Cela ne signifie pas nécessairement qu’il faille arrêter toutes les compétitions durant l’été. Mais cela implique de repenser leur organisation avec beaucoup plus d’exigence.

Lorsqu’un concours choisit de se dérouler pendant une période de fortes chaleurs, il devrait mettre en œuvre tous les moyens disponibles pour préserver le confort et la récupération des chevaux. Brumisateurs, ventilateurs dans les écuries temporaires, zones d’ombre suffisantes, douches performantes, points d’eau accessibles à proximité des paddocks et des pistes, espaces de récupération adaptés ou encore programmation des épreuves aux heures les plus fraîches devraient progressivement devenir des standards et non des options.
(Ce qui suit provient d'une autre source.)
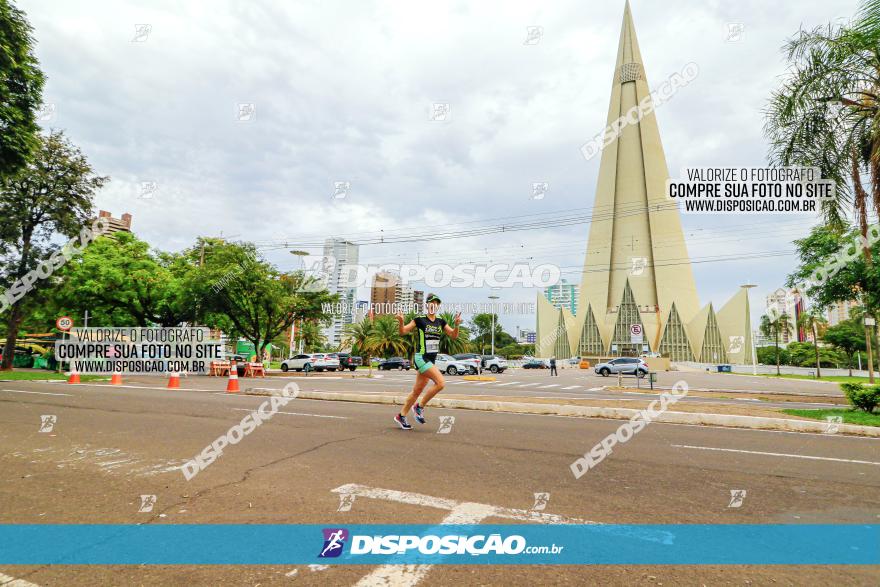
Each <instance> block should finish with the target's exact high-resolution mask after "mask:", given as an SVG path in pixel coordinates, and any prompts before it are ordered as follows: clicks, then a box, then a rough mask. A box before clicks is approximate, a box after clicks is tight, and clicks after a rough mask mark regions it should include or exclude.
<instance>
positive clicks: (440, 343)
mask: <svg viewBox="0 0 880 587" xmlns="http://www.w3.org/2000/svg"><path fill="white" fill-rule="evenodd" d="M440 317H441V318H443V319H444V320H446V323H447V324H449V325H450V326H451V327H452V328H455V312H443V313H441V314H440ZM469 335H470V333H469V332H468V329H467V328H466V327H464V326H459V330H458V338H452V337H451V336H443V337H441V338H440V352H443V353H446V354H449V355H455V354H458V353H464V352H467V348H468V336H469Z"/></svg>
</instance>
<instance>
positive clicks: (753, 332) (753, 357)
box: [740, 283, 819, 375]
mask: <svg viewBox="0 0 880 587" xmlns="http://www.w3.org/2000/svg"><path fill="white" fill-rule="evenodd" d="M740 287H741V288H743V289H744V290H746V308H747V310H746V313H747V315H748V318H749V332H748V334H749V340H750V341H751V343H752V344H751V345H750V346H751V347H752V375H757V374H758V352H757V351H756V350H755V333H754V332H752V316H751V311H752V306H751V304H749V290H750V289H752V288H753V287H758V286H757V285H754V284H751V283H746V284H744V285H741V286H740ZM816 344H817V345H818V344H819V343H818V341H817V342H816Z"/></svg>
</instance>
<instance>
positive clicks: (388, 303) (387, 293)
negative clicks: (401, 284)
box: [370, 271, 400, 315]
mask: <svg viewBox="0 0 880 587" xmlns="http://www.w3.org/2000/svg"><path fill="white" fill-rule="evenodd" d="M399 283H400V276H399V275H397V274H396V273H391V272H390V271H379V272H378V273H376V274H375V275H374V276H373V283H372V285H371V287H370V304H372V306H373V312H374V313H375V314H377V315H378V314H391V313H392V311H391V309H392V304H394V303H395V301H396V300H397V286H398V284H399Z"/></svg>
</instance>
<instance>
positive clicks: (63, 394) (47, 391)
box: [3, 389, 73, 397]
mask: <svg viewBox="0 0 880 587" xmlns="http://www.w3.org/2000/svg"><path fill="white" fill-rule="evenodd" d="M3 391H8V392H11V393H35V394H37V395H66V396H69V397H73V394H72V393H49V392H48V391H25V390H23V389H4V390H3Z"/></svg>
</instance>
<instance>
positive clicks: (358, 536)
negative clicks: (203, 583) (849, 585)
mask: <svg viewBox="0 0 880 587" xmlns="http://www.w3.org/2000/svg"><path fill="white" fill-rule="evenodd" d="M316 563H320V564H360V565H379V564H446V565H463V564H465V565H466V564H491V565H508V564H512V565H535V564H539V565H592V564H596V565H599V564H602V565H605V564H611V565H807V564H809V565H877V564H880V525H812V524H784V525H781V524H776V525H769V524H766V525H763V524H762V525H739V524H715V525H708V524H707V525H614V524H607V525H534V524H507V525H489V524H486V525H482V524H481V525H433V526H432V525H393V526H392V525H355V524H352V525H347V526H328V525H281V524H271V525H256V524H234V525H233V524H186V525H184V524H157V525H139V524H138V525H132V524H95V525H92V524H88V525H68V524H30V525H19V524H14V525H13V524H6V525H0V564H3V565H38V564H39V565H42V564H70V565H73V564H76V565H89V564H100V565H136V564H148V565H280V564H316Z"/></svg>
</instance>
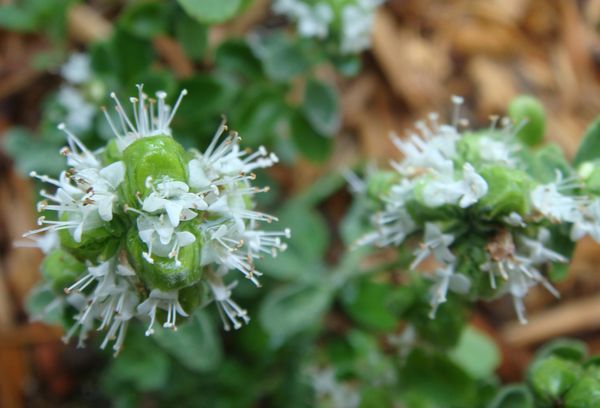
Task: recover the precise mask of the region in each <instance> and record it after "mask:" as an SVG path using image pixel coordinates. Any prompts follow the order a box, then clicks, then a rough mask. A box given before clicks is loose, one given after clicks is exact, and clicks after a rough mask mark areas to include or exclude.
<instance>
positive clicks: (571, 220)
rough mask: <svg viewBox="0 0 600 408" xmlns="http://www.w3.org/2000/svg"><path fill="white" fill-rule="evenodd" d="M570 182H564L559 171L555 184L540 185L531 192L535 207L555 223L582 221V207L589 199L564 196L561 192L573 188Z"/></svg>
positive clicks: (541, 212)
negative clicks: (562, 190) (570, 188)
mask: <svg viewBox="0 0 600 408" xmlns="http://www.w3.org/2000/svg"><path fill="white" fill-rule="evenodd" d="M570 181H571V180H569V179H567V180H563V176H562V173H560V172H559V171H558V170H557V173H556V181H555V182H554V183H549V184H544V185H539V186H537V187H536V188H535V189H534V190H533V191H532V192H531V203H532V205H533V207H534V208H535V209H536V210H537V211H538V212H540V213H541V214H542V215H544V216H546V217H548V218H550V220H551V221H553V222H577V221H580V220H581V207H582V206H583V205H585V204H586V203H587V201H588V199H587V197H575V196H568V195H564V194H562V193H561V192H560V191H559V190H568V189H569V188H570V187H571V186H572V185H571V183H570Z"/></svg>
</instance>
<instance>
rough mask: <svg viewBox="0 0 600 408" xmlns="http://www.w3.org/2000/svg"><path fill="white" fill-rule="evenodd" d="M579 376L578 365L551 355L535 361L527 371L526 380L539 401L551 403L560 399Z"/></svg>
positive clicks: (568, 389) (576, 379) (578, 377)
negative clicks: (556, 400) (526, 375)
mask: <svg viewBox="0 0 600 408" xmlns="http://www.w3.org/2000/svg"><path fill="white" fill-rule="evenodd" d="M581 374H582V368H581V366H580V365H579V364H577V363H575V362H573V361H570V360H565V359H563V358H560V357H558V356H554V355H553V356H550V357H548V358H545V359H543V360H539V361H536V362H535V363H534V364H533V365H532V366H531V368H530V370H529V375H528V380H529V383H530V384H531V387H532V388H533V391H534V392H535V394H536V395H537V396H538V398H539V399H540V400H541V401H543V402H544V403H552V402H554V401H556V400H558V399H560V398H561V397H562V396H563V395H564V394H565V393H566V392H567V391H568V390H569V389H570V388H571V387H572V386H573V385H574V384H575V383H576V382H577V380H578V379H579V377H580V376H581Z"/></svg>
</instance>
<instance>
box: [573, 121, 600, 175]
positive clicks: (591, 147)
mask: <svg viewBox="0 0 600 408" xmlns="http://www.w3.org/2000/svg"><path fill="white" fill-rule="evenodd" d="M596 159H600V118H596V120H594V121H593V122H592V124H591V125H589V127H588V128H587V129H586V131H585V133H584V134H583V137H582V139H581V144H580V145H579V149H578V150H577V153H576V154H575V159H573V166H575V167H578V166H579V165H580V164H582V163H584V162H586V161H592V160H596Z"/></svg>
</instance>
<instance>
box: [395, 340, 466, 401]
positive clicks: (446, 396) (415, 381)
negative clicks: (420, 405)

Les grands championnats et certaines compétitions internationales démontrent déjà qu’il est possible d’investir dans ce type d’infrastructures. Le défi consiste désormais à diffuser ces bonnes pratiques à l’ensemble de la filière.
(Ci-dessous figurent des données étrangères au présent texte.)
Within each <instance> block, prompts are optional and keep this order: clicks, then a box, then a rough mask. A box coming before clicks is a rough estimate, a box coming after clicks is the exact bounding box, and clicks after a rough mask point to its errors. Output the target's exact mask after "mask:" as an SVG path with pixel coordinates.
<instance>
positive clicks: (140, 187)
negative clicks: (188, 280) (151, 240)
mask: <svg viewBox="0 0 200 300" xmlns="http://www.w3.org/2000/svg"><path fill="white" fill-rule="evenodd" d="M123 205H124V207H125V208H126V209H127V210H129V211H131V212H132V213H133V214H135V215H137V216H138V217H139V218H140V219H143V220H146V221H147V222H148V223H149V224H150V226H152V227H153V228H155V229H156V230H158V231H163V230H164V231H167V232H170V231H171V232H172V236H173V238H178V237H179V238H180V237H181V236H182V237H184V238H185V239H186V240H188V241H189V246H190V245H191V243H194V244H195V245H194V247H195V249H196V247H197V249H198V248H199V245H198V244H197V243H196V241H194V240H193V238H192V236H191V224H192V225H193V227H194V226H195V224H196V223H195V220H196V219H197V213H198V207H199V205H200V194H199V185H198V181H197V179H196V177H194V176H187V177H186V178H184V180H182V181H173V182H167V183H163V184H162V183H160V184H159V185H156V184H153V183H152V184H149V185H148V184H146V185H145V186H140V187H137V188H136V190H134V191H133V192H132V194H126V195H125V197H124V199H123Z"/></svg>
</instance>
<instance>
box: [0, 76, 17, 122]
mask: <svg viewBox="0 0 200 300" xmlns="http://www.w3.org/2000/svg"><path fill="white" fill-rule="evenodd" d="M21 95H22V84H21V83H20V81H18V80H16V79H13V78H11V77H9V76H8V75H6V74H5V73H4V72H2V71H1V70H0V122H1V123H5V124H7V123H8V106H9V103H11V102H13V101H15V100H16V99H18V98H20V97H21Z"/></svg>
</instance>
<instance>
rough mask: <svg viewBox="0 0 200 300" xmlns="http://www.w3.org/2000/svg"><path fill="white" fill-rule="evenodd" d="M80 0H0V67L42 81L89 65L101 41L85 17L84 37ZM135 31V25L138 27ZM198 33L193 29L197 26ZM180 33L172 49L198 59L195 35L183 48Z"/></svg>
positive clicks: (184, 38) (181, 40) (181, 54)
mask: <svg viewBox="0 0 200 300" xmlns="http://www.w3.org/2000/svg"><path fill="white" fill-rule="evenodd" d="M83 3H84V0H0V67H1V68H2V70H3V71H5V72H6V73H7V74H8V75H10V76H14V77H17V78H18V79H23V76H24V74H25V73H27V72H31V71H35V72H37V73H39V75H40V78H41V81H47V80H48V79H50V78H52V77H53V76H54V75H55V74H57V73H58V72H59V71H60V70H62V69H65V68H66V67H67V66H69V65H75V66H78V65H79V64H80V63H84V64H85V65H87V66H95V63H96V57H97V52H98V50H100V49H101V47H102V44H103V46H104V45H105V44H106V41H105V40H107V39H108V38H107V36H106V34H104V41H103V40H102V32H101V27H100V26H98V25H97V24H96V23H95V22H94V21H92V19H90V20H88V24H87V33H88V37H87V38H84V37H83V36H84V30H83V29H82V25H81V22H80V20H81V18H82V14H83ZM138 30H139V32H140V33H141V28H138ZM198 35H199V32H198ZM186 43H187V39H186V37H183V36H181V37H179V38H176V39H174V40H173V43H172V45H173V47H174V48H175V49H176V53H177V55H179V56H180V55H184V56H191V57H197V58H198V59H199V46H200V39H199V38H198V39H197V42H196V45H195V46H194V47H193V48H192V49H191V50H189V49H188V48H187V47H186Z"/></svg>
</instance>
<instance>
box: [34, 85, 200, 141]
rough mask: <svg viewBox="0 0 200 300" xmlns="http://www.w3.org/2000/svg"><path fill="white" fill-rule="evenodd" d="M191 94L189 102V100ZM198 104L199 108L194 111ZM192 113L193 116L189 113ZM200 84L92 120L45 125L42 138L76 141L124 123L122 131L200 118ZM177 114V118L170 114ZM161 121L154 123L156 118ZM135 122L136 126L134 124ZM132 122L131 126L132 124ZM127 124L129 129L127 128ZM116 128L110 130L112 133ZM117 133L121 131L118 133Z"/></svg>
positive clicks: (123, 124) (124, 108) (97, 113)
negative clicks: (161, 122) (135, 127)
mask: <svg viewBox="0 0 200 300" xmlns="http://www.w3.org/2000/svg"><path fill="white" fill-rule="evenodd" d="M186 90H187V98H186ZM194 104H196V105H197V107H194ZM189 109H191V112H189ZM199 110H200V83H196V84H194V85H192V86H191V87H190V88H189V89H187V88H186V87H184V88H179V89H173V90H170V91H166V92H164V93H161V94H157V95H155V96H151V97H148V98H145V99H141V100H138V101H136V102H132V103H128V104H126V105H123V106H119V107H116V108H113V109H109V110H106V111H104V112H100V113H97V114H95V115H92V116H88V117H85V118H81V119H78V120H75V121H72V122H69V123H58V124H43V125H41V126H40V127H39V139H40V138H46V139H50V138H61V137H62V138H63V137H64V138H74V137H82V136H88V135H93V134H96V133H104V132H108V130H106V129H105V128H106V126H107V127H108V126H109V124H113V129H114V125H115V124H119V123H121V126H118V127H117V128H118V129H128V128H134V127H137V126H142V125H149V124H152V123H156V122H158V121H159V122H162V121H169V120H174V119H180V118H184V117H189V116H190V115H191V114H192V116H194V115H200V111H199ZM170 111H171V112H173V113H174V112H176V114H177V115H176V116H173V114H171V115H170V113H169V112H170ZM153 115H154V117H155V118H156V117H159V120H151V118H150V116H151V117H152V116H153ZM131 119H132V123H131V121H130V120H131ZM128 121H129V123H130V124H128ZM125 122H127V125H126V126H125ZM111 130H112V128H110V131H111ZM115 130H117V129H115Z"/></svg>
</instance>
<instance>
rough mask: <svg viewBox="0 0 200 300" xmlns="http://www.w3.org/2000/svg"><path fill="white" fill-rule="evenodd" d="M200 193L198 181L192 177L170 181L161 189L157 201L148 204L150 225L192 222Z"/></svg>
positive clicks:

Car le bien-être du cheval ne dépend pas d’une seule grande décision. Il dépend souvent d’une multitude de détails qui, mis bout à bout, font toute la différence.
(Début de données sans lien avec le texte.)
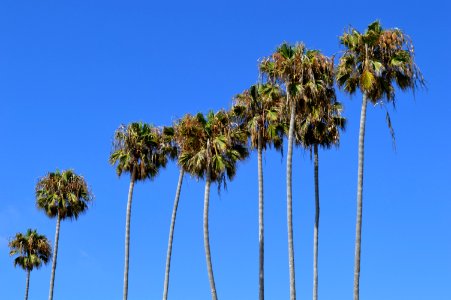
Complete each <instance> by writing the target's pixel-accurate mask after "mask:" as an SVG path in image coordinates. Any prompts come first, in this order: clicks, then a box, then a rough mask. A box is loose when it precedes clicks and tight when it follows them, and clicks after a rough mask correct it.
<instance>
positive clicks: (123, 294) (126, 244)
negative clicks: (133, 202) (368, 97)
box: [123, 167, 136, 300]
mask: <svg viewBox="0 0 451 300" xmlns="http://www.w3.org/2000/svg"><path fill="white" fill-rule="evenodd" d="M135 173H136V170H135V167H133V170H132V174H131V177H130V187H129V189H128V201H127V213H126V217H125V264H124V291H123V300H127V297H128V266H129V264H128V261H129V256H130V255H129V254H130V219H131V215H132V198H133V187H134V186H135V179H136V174H135Z"/></svg>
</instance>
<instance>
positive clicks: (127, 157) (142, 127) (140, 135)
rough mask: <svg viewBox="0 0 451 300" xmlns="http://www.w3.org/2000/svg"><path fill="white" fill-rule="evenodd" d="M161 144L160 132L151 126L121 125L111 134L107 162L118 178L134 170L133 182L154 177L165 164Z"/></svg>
mask: <svg viewBox="0 0 451 300" xmlns="http://www.w3.org/2000/svg"><path fill="white" fill-rule="evenodd" d="M162 143H163V138H162V135H161V132H160V130H159V129H158V128H156V127H153V126H152V125H149V124H145V123H141V122H134V123H130V124H129V125H121V126H120V127H119V128H118V129H117V130H116V133H115V135H114V143H113V152H112V153H111V155H110V163H111V164H112V165H116V173H117V174H118V176H121V175H122V173H124V172H125V173H130V174H131V173H132V172H133V170H135V180H137V181H140V180H145V179H148V178H149V179H151V178H154V177H155V176H157V174H158V171H159V169H160V167H165V166H166V163H167V157H166V155H165V152H164V151H163V150H162V147H161V146H162Z"/></svg>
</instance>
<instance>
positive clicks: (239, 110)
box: [232, 83, 285, 149]
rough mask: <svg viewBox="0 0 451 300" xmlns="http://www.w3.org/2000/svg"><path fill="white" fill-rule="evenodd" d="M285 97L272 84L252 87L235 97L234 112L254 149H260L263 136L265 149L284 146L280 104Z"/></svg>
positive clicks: (236, 117)
mask: <svg viewBox="0 0 451 300" xmlns="http://www.w3.org/2000/svg"><path fill="white" fill-rule="evenodd" d="M283 97H285V95H284V94H283V92H282V90H281V89H280V88H279V87H278V86H277V85H273V84H271V83H265V84H256V85H252V86H251V87H250V88H249V89H248V90H245V91H244V92H243V93H241V94H239V95H237V96H235V103H234V105H233V108H232V111H233V114H234V116H235V119H237V121H238V123H239V124H242V125H243V126H244V129H245V130H246V132H247V134H248V135H249V138H250V145H251V147H252V148H254V149H255V148H257V147H258V138H259V135H261V139H262V141H261V144H262V147H263V149H266V147H267V145H274V146H275V148H276V149H281V147H282V145H283V127H282V125H281V124H280V122H279V114H278V108H279V107H280V104H279V102H280V101H283V100H282V98H283Z"/></svg>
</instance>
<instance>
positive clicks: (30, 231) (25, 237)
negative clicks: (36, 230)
mask: <svg viewBox="0 0 451 300" xmlns="http://www.w3.org/2000/svg"><path fill="white" fill-rule="evenodd" d="M8 246H9V248H10V252H9V255H11V256H14V255H15V256H16V258H15V259H14V266H15V267H17V266H19V267H21V268H22V269H24V270H25V271H26V272H27V281H26V287H25V300H27V299H28V290H29V286H30V272H31V271H33V269H35V268H36V269H39V268H40V267H41V266H42V264H47V263H48V262H49V260H50V256H51V253H52V247H51V246H50V242H49V240H48V239H47V238H46V237H45V235H40V234H39V233H37V231H36V229H35V230H31V229H28V230H27V233H26V234H25V235H23V234H22V233H16V236H15V237H14V239H12V240H11V241H10V242H9V244H8Z"/></svg>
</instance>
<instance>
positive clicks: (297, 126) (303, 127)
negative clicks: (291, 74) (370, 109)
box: [295, 68, 346, 300]
mask: <svg viewBox="0 0 451 300" xmlns="http://www.w3.org/2000/svg"><path fill="white" fill-rule="evenodd" d="M331 69H333V68H331ZM330 78H331V88H330V93H328V94H329V95H330V98H328V100H329V101H321V102H320V103H314V102H311V103H310V104H309V105H307V109H306V113H305V114H304V117H301V118H297V119H296V132H295V135H296V141H297V143H299V144H301V145H302V146H303V147H304V148H306V149H310V151H312V152H313V156H314V184H315V223H314V230H313V300H317V299H318V237H319V217H320V201H319V178H318V169H319V158H318V147H322V148H327V149H328V148H330V147H331V146H333V145H338V143H339V141H340V130H344V128H345V125H346V119H345V118H343V117H342V116H341V111H342V106H341V104H340V103H339V102H336V101H335V91H334V90H333V76H331V77H330ZM323 100H324V99H323ZM310 153H311V152H310Z"/></svg>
Mais l’adaptation ne concerne pas uniquement les horaires des compétitions ou les équipements mis à disposition sur les concours.

Entre 2016 et 2023, alors que je travaillais en Italie, j’ai eu la chance de pouvoir créer une écurie entièrement pensée autour du confort des chevaux.

J’ai notamment fait construire un manège couvert doté d’une toiture isolée et sans aucune entrée de lumière par le plafond. L’objectif était simple : permettre aux chevaux de travailler à l’ombre même durant les périodes de fortes chaleurs.

Sur les côtés, le bâtiment reposait sur un mur équipé d’un pare-botte d’environ 1,25 mètre de hauteur. Au-dessus étaient installées de grandes fenêtres amovibles en plexiglas.

L’hiver, elles permettaient de conserver un espace protégé tout en offrant aux chevaux une visibilité permanente sur l’extérieur, évitant ainsi la sensation d’enfermement que l’on retrouve dans certains manèges traditionnels. L’été, ces panneaux pouvaient être retirés afin de favoriser la circulation naturelle de l’air et d’offrir une ventilation optimale.

À l’époque, certains considéraient ces détails comme accessoires. Aujourd’hui, je suis convaincu qu’ils représentent une partie des solutions dont notre filière aura besoin demain.

Nous observons déjà l’apparition de nouvelles approches : les sols sub-irrigués permettant de réduire considérablement la consommation d’eau, l’utilisation de matériaux comme les écorces de bois limitant les besoins en arrosage, ou encore la conception d’infrastructures mieux adaptées aux nouvelles réalités climatiques.

Plutôt que de subir les changements qui s’annoncent, nous devons apprendre à les anticiper. Le bien-être du cheval dépendra de plus en plus de notre capacité à repenser les détails qui, hier encore, semblaient insignifiants.

Cette conviction guide également mes choix personnels.

L’an dernier, dès le 30 juin, j’ai décidé de mettre mon cheval Iggy Mouche au repos de compétition pendant toute la période des fortes chaleurs. J’ai recherché une structure lui permettant de passer ses nuits au pré et j’ai adapté mon organisation afin de le travailler uniquement tôt le matin.

Je ne considère pas cette décision comme exceptionnelle.

Je la considère simplement comme une adaptation logique à une réalité qui s’impose désormais à tous.

Aujourd’hui, il suffit de lire certains commentaires sur les réseaux sociaux pour comprendre que la société observe de plus en plus attentivement nos pratiques. Les images de chevaux évoluant sous des températures extrêmes suscitent souvent l’incompréhension et interrogent bien au-delà du monde équestre.

Bien sûr, rien ne change du jour au lendemain. Paris ne s’est pas construit en un jour. Les infrastructures, les habitudes et les mentalités ont besoin de temps pour évoluer.

Mais l’essentiel est peut-être d’avoir le courage de reconnaître que le climat change et que notre sport devra apprendre à s’adapter avec lui.

Car si nous voulons préserver l’avenir des sports équestres, nous devons montrer que notre passion est capable d’évoluer sans jamais perdre de vue ceux qui en sont la véritable raison d’être : nos chevaux.